Music Reviews
I Love You

I Love You

Bell Ord Forrest

Joyful Noise

It was weird, man, I was looking at the back cover of this album – a blurry, garishly-colored onstage shot of the I Love You duo of Justin Randel and Charlie Mylie kneeling down in front of an array of archaic electronics, drenched in sweat, with one guy looking back at the camera with a Charles Manson-style smile – and I thought to myself, I know what I’d really “like” this album to sound like, but how unlikely would that be? I was gloriously wrong. I Love You was just what I needed to hear right now. I don’t know a thing about them, but they sound like spiritual peers of Suicide, Quintron, Telephathik Friend, Casiotone For The Painfully Alone, and Gang Gang Dance. They craft haphazard, spiraling towers of primitive electronic groove noise and dayglo-gothic mantras.

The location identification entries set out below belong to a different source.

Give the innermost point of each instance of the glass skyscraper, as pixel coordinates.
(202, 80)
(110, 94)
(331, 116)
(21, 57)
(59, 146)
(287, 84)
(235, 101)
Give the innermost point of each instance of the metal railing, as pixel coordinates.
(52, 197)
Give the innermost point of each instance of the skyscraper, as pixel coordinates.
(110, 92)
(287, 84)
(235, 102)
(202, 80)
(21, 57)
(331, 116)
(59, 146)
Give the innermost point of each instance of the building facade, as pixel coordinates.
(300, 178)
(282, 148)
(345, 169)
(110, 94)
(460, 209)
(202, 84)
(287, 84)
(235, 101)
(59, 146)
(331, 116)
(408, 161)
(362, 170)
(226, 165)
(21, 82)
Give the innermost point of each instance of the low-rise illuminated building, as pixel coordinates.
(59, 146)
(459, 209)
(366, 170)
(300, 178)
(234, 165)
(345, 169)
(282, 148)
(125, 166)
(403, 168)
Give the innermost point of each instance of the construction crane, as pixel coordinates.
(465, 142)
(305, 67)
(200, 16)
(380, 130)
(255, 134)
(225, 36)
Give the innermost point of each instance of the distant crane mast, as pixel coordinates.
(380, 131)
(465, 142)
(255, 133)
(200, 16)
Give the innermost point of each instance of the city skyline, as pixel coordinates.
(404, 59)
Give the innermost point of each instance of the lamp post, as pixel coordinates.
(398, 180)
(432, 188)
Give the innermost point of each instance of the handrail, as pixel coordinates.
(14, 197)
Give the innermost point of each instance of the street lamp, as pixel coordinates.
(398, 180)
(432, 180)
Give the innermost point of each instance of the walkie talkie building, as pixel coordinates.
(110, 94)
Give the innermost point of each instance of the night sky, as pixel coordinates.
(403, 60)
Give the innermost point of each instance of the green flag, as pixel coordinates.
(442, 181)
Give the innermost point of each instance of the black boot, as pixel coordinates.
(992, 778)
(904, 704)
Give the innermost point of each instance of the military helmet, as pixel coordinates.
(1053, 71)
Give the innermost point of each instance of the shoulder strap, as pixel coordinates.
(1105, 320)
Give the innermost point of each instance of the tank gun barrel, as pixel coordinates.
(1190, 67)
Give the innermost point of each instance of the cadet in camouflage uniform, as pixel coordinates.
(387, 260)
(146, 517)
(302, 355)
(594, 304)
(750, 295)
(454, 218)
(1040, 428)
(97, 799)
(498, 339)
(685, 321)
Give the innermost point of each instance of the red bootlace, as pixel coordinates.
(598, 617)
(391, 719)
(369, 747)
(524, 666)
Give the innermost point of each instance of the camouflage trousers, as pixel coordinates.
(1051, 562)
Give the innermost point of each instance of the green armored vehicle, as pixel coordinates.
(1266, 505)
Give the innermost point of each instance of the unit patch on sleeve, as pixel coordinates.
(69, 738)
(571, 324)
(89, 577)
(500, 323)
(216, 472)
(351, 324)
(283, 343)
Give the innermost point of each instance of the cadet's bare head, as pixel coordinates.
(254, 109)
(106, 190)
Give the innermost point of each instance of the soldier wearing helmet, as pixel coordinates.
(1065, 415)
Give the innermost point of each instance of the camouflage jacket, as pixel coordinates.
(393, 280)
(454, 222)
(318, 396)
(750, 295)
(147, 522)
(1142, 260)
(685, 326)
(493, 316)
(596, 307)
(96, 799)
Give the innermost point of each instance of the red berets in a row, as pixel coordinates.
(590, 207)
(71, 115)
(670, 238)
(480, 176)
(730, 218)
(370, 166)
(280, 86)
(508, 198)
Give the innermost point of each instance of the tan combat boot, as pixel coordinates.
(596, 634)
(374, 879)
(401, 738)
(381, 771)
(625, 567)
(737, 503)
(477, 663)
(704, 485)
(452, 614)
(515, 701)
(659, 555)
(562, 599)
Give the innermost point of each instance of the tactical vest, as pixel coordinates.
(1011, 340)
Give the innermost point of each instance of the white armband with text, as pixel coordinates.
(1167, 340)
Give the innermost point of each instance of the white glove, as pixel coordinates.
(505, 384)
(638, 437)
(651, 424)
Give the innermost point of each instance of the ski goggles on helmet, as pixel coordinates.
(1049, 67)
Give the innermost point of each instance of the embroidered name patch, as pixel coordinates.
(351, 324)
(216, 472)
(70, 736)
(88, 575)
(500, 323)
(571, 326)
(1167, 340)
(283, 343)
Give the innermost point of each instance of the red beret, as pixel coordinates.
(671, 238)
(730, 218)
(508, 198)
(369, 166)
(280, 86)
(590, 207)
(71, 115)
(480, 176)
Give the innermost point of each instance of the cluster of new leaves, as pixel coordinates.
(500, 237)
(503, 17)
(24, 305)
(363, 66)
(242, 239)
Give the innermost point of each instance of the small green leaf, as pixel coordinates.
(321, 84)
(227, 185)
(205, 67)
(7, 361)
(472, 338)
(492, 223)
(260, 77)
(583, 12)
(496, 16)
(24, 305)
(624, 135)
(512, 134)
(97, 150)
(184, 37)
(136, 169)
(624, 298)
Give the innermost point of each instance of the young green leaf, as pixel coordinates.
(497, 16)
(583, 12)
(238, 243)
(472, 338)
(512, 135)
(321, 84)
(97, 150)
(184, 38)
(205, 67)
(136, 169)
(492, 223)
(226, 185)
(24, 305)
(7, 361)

These are simple songs, but goddamn they’re fucking good. “The Colloquialism Is Simply ‘Gas’” has a tight-ass mod groove filtered through a prism of broken synths and effects pedals, dreamy choirboy harmonies float in and out of strident soulboy sloganeering draped in echo. And then they follow that up – no pause whatsoever – with the death rock disco of “This Is The Best Birthday Ever.” Wire-esque guitar stabs, hand claps, and pained moans elbow for space in a ridiculously funky bass-and-drum soup. Two for two! Then it’s two sort of early Martin-Rev-meets-Kraftwerk calculator Hummel Figurine freakout dance parties leading up to the eight-minute monster that is “Making Snow Angles In Angel Dust,” a glorious collage of everything that was great about eighties British postpunk; this pil styled drone-und-purge is like the lost track of Metal Box, down to the vocalist channeling Johnny Lydon’s acerbic moans and exclamation points under a beyond-repetitive dance groove – just a hint of Happy Mondays, more than a hint of “Albatross.” It ends too soon. There are three songs after that, and every single one is fucking crackerjack (like the eight-bit musicbox and Bad Seeds screamy freakout at the end of “Pillow Talk”). You’ve heard this kind of thing before, but geez, it still sounds good.